5. If you are forced to move the adjusters - there are 2 screws. Outermost screw locks the actual adjuster. But to prevent the lock from moving the adjuster, do it in this order:
  1. Loosen the axle bolt.
  2. Remove the adjuster lock screws
  3. Adjust the adjustment screws to get the wheel where you want it.
  4. Tighten the axle
  5. Put lock screw in, and put your finger on the adjustment screw.
  6. Tighten the lock screw until you feel the adjuster begin to move.
  7. Stop. If you're not holding the adjuster with your finger, it will move A LOT as you tighten the adjuster screw.
  8. Put axle covers back on. (Don't do it before step 5)
Its not a bad job if you get this right the first time. :)
 

Jersey Big Mike

100K mile club
Not that hard to mount of yourself. I have mounted all of mine just buy a couple tire tools and some Rim savers
I was never able to break the bead on the old tires (300) before I gave up and just used a shop.
I'm getting mine done for 20-30 these days (mounting only). Found a great shop close to me for that kind of work.
 

Brent Herridge

Active Member
$30 is a great deal. The shop I used to go to for general repairs could mount them.
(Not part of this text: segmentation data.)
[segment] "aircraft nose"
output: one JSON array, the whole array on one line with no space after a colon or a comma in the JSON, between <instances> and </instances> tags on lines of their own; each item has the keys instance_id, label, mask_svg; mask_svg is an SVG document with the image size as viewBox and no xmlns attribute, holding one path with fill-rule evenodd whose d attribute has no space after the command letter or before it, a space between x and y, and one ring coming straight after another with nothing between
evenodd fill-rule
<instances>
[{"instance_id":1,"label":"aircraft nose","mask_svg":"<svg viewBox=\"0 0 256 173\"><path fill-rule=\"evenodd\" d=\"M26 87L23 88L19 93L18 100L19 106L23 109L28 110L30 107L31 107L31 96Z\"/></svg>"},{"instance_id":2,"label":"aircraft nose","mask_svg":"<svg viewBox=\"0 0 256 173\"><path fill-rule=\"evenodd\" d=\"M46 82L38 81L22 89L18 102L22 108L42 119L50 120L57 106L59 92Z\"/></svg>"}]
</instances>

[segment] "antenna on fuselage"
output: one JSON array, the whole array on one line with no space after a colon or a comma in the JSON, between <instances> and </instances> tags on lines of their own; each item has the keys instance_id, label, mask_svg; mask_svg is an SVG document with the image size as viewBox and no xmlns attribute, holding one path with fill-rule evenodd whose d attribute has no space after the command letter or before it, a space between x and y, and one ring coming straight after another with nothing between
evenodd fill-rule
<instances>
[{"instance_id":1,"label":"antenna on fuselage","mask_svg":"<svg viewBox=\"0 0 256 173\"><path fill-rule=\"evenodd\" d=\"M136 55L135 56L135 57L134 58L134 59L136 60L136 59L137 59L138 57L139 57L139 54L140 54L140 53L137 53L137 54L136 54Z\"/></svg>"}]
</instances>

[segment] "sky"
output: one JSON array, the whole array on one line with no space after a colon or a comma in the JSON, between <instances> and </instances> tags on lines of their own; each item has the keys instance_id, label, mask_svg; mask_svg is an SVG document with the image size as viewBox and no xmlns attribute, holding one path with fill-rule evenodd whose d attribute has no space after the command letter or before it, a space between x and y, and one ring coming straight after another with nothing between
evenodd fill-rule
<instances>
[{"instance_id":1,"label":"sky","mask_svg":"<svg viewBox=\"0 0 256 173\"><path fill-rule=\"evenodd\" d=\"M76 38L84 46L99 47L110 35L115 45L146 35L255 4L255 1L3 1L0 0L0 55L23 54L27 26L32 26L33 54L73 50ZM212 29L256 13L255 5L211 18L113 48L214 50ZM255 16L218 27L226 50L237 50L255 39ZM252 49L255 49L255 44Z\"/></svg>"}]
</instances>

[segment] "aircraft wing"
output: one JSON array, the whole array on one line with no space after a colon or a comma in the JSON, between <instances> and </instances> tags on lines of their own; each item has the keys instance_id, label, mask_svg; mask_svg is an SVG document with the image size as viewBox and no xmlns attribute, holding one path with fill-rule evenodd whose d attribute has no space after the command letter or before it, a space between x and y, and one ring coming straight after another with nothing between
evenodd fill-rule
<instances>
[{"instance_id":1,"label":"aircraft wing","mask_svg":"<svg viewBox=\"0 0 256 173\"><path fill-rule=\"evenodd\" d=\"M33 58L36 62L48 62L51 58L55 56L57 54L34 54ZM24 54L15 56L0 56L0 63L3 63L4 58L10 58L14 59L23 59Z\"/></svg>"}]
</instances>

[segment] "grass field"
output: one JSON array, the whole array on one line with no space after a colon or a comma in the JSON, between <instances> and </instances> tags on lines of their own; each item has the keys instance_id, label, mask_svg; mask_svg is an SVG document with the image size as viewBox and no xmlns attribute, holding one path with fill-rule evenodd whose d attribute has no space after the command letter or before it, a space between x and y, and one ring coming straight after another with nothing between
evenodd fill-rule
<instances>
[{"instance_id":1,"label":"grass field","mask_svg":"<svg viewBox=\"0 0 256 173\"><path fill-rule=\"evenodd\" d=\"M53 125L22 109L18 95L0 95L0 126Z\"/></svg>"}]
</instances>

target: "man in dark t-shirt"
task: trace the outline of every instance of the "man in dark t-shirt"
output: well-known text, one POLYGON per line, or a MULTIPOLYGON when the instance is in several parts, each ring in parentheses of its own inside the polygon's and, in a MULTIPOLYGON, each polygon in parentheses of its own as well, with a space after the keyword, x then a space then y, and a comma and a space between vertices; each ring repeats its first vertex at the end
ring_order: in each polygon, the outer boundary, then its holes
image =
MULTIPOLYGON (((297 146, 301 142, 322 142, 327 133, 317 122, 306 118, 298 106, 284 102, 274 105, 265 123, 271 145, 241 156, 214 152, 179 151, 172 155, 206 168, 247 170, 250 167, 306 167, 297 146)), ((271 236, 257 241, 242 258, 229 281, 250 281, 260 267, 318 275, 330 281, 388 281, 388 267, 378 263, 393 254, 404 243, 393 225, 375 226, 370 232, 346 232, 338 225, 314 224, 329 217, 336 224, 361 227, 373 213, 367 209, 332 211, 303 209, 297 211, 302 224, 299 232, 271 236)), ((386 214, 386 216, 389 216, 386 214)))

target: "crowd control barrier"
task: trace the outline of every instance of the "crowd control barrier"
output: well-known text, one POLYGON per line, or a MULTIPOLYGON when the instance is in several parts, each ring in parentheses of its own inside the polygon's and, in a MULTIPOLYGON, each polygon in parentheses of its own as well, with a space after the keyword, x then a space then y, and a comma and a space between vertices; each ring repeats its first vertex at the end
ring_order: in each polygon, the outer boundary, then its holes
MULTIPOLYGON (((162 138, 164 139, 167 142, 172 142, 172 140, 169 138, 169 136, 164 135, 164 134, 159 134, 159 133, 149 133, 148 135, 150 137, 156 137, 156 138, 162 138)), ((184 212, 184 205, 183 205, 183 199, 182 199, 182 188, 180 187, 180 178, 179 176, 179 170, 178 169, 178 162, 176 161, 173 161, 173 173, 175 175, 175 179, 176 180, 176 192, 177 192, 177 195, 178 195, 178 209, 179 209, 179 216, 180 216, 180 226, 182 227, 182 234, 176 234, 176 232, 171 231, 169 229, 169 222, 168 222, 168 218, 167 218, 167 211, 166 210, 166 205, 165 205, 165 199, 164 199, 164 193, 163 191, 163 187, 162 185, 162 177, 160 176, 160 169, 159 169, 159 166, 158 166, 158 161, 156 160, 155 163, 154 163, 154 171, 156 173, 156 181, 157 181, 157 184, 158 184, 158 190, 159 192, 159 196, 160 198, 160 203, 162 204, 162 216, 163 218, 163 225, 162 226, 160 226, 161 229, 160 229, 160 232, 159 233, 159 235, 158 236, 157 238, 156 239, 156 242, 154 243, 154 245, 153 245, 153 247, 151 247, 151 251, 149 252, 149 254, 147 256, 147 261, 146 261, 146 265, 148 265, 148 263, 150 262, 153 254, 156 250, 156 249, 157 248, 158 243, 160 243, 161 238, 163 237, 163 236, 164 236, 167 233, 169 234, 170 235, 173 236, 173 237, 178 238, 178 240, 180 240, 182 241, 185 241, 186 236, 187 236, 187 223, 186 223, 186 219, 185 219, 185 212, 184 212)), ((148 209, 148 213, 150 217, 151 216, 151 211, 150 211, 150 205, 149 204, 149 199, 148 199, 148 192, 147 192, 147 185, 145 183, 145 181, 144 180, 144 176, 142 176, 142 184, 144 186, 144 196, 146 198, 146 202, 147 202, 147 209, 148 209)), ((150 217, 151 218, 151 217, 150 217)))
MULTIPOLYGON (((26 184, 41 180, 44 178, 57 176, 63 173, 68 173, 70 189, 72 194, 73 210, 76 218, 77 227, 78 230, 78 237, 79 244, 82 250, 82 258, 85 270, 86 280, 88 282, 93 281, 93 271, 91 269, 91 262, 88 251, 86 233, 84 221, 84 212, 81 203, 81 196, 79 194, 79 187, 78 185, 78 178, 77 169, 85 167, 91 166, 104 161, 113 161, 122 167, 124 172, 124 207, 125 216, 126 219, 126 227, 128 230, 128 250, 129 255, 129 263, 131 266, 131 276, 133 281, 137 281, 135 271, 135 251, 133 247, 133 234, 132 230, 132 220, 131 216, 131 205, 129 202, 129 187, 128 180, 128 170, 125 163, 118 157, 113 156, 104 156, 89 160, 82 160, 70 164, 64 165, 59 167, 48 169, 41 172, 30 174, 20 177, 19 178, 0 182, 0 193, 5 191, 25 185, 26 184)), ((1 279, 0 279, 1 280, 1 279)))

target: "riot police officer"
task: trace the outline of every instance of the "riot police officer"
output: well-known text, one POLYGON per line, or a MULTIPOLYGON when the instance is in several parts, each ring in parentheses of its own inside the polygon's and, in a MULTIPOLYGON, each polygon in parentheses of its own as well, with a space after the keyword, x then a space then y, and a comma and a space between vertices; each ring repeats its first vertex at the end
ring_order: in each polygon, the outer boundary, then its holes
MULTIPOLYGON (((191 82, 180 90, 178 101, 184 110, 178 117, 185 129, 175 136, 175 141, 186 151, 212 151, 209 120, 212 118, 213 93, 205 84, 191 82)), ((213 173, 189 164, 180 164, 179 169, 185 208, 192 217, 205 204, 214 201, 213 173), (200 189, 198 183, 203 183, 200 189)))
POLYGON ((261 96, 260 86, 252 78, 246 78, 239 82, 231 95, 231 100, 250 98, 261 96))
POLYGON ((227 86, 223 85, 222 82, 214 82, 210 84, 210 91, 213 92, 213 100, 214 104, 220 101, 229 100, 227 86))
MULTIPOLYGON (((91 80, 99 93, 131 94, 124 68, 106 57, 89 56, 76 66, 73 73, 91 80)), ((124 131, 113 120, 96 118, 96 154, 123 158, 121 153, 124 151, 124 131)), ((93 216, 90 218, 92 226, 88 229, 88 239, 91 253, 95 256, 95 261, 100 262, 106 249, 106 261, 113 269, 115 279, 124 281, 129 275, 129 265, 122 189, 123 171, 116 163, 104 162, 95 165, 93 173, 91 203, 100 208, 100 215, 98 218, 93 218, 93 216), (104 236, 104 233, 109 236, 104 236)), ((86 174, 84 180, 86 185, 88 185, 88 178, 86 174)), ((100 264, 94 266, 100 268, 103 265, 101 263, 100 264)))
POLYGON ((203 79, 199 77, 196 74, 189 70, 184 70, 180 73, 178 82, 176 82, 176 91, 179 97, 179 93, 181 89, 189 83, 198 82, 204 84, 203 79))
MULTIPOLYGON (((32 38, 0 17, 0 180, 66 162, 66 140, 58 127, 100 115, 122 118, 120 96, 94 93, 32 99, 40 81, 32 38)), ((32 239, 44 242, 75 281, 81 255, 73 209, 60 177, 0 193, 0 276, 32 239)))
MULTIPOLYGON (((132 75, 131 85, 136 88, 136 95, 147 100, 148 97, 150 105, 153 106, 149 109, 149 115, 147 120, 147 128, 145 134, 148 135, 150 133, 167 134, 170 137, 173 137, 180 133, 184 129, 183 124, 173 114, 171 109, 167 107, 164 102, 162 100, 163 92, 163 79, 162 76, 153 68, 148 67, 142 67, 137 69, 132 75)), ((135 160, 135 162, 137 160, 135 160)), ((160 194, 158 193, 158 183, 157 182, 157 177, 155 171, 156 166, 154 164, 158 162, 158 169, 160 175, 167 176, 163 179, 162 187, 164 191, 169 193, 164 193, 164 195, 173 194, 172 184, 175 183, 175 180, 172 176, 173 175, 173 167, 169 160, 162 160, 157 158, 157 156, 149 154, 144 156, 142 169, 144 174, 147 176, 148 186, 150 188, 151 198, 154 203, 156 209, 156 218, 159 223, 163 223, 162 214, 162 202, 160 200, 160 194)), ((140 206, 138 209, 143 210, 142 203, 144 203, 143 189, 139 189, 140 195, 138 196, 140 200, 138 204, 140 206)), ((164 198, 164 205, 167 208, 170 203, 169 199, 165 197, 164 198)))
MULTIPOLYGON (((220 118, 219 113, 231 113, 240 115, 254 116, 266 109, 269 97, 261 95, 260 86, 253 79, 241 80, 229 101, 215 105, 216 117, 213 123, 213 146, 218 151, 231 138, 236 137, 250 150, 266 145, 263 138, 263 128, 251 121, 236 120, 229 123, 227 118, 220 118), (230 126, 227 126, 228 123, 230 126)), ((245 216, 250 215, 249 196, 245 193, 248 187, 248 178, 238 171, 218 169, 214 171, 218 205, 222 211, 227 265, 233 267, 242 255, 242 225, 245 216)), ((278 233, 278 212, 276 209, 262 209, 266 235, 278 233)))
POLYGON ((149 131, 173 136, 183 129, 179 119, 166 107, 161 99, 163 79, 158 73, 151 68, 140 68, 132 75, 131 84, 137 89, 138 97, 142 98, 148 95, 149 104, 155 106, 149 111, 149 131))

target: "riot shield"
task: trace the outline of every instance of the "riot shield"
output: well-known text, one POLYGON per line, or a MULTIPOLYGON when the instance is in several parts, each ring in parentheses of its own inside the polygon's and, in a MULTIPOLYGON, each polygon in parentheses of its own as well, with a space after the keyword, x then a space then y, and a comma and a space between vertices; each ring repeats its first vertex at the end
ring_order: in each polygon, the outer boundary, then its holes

A regular bike shop that sells lots of ATVs does them for me now. Apparently ATVs, or side-by-sides, or whatever you call those dune buggies Polaris and others make, have pretty wide tires too.
 

Jersey Big Mike

100K mile club
$30 is a great deal. The shop I used to go to for general repairs could mount them. A regular bike shop that sells lots of ATVs does them for me now. Apparently ATVs, or side-by-sides, or whatever you call those dune buggies Polaris and others make, have pretty wide tires too.
Yeah, sure beats the $85 or so that the Harley dealer charges.
I've actually found 2 shops in my area that will do it for that, one is a couple blocks from my house the other that I use now about 4miles (his hours are better and he works on HD's) the other guy us a metric.atv guy. My guy 4miles away will usually do it while I wait (or help if no one's in the shop)
Really lucked out with this shop -- he's helped me with a few other things as well.
 

Clay9

Member
My old tire has a slow leak, and now I'm sidelined waiting for some place that can mount my new tire. I never knew it was that hard to get done!!!
 

Jersey Big Mike

100K mile club
My old tire has a slow leak, and now I'm sidelined waiting for some place that can mount my new tire. I never knew it was that hard to get done!!!
Have you checked All American Motorcycles in Tuscon -- I don't know anything about them but their web page shows a fat tire bike so maybe they can do the tire?
 

chili08k9

I will buy the 1st round
Clay I always take mine to a place that sells big auto rims. they do it for about 20 bucks and no scratches
 

Butsch Wind

Member
Hi Guys . please tell me - to replace the old tire with a new one, do I need to remove the pulley from the rear wheel disc? Or can the tire be removed/installed on a fully assembled wheel with a pulley? Thanks in advance
 

Butsch Wind

Member
Is the pulley and rotor clocked on these, or will they fit anywhere?
I am also interested in the answer to this question. I always thought that the pulley was simply screwed to the disc, and then the entire wheel assembly was simply centered - relative to the pulley on the gearbox... Let's wait for a response from our pros
 

Butsch Wind

Member
Greetings to everyone! Guys please tell me - when we put the 300 wheel, the brake caliper should be disconnected from the brake lines, and installed on the brake disc, and only then installed the wheel? I replaced the tire and installed new brake pads, and I see that I will most likely not be able to get into the brake disc with the brake caliper (((. So you need to disconnect the caliper from the brake hoses, put it on the brake disc, and only then install the wheel in the bike, already with the brake caliper on? Right?